久しぶりに(8年ぶり?)カート・ラッセルです。
吹雪の中の疑心暗鬼というところがまんま物体Xです。
音楽もモリコーネなんで余計にそれっぽく感じます。というか狙ってますでしょう。

ジェニファー・ジェイソン・リー助演女優賞ノミネート納得の演技です。
本当にとことん不快な女性を見事に演じておりました。

ウォルトン・ゴギンズの保安官が良かったですね。
最初は薄い存在だったのにどんどん主役ばりの存在感を発揮していきます。

サミュエル・L・ジャクソンも相変わらず間違いない演技というか、将軍を挑発する為に彼の息子の話を嬉々として語る場面は生き生きしています。
このあたりの緊張感ある演出はさすがのタラちゃんです。

ティム・ロスクリストス・ヴァルツ生き写しというか、はじめてヴァルツをイングロで観た時、ティム・ロスだと思っていた節もあるので、逆もまた然りでしょう。おまけにタラちゃんの演出によるものなのか、今回は演じ方もそっくりに感じられました。
いつかこのふたりのキャラ被りまくり共演を観てみたい気もいたします。

将軍演じるブルース・ダーンはいいですね。
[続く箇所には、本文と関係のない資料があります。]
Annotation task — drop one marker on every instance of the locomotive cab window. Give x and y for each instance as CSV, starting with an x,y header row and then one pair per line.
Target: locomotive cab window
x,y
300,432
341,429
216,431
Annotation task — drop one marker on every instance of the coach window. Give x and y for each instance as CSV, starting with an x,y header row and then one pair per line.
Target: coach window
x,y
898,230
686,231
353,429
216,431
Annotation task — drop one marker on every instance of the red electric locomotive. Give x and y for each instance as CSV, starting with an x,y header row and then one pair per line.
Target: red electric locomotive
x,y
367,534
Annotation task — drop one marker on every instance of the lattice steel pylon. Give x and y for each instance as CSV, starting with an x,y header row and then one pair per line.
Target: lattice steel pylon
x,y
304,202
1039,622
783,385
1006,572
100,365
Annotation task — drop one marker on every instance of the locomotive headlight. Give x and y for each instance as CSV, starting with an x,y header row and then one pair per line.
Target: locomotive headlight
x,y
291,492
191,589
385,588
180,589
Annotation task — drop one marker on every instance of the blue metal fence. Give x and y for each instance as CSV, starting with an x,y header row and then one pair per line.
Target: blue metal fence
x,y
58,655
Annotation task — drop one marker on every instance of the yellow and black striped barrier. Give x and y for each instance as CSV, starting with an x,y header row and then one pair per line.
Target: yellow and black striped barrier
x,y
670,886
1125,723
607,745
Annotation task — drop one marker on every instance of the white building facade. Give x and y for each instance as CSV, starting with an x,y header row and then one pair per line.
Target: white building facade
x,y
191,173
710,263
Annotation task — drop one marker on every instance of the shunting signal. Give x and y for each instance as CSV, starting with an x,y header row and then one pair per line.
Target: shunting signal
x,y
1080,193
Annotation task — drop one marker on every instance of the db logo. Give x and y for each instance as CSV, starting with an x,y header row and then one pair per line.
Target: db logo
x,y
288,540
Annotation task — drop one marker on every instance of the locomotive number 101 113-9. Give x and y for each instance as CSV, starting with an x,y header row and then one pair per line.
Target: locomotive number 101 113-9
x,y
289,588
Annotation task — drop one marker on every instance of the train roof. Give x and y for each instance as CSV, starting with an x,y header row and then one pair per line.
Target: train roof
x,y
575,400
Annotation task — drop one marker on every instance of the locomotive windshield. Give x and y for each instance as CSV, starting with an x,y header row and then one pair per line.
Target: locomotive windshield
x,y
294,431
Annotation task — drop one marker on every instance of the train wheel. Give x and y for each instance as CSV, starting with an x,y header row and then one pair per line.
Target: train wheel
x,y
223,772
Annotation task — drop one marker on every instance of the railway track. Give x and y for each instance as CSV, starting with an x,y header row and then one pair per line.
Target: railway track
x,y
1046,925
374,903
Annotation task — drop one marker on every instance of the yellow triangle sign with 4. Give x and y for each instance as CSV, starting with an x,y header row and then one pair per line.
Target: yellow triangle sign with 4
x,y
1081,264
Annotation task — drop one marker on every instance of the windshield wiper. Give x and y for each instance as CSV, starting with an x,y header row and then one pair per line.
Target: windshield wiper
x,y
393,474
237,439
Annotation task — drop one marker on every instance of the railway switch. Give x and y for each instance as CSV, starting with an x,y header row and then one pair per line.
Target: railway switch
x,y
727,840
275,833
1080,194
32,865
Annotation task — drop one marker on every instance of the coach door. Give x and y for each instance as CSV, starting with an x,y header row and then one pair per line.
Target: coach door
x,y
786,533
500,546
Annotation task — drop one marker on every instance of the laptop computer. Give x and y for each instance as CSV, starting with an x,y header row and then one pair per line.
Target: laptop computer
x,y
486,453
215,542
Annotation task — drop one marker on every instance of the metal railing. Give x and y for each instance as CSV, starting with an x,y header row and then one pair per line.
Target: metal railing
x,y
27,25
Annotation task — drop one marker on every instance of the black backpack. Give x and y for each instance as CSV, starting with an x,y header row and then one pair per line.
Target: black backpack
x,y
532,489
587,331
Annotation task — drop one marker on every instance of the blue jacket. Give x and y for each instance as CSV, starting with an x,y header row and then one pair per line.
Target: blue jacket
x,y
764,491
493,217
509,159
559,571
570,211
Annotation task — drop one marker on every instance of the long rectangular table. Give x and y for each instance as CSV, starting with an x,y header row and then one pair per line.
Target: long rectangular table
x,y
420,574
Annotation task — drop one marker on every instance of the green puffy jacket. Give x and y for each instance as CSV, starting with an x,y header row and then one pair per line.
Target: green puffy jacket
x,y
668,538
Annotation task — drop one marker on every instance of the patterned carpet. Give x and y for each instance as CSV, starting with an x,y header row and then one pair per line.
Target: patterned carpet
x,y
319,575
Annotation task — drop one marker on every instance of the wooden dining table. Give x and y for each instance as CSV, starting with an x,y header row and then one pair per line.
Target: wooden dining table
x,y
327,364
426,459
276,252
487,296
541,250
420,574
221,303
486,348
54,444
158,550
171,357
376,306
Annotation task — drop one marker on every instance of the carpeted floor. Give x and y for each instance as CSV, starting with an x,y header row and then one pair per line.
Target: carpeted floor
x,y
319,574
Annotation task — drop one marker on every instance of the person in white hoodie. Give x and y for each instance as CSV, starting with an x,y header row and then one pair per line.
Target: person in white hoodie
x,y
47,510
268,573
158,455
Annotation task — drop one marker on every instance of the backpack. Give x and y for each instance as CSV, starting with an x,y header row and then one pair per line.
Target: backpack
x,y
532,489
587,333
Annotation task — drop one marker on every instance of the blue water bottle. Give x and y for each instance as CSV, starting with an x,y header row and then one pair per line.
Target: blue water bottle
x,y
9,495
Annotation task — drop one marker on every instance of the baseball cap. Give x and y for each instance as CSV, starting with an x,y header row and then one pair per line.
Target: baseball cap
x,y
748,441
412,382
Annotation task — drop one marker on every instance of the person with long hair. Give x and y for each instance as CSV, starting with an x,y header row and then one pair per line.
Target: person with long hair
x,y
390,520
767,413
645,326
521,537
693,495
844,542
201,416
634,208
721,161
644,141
こういう老人素敵です。

寒そうなシーンが続く中、映画館も若干寒かったんで、かなり冷え冷えした気分を味わいましたよ。

ネタばれ
登場人物は皆不快なんだけど、彼らなりの道義があって、正しい部分もあるけど間違ってもいるというあたりが良いですね。
人種も年齢も性差も関係なく、誰もが被害者であり加害者でもある状況で殺し合うというのが、ある種の人間世界の縮図にも思えます。

ジャンゴではジャンゴがディカプリオ一族にする報復が爽快というよりやり過ぎ感を覚えるのに対して、サミュエル・L・ジャクソンが南軍を憎むあまりに北軍捕虜もろとも焼き殺したり、リンカーンの偽手紙に皮肉を感じさせるあたりは、ジャンゴもひっくるめてそれらが肯定されるものではないことを感じさせてくれます。
それはカート・ラッセルが賞金首を自ら殺さないというポリシーにも通じるものがあるのです。

対立していた保安官とサミュエルの間に奇妙な同志愛のようなものが芽生えるあたりが良かったです。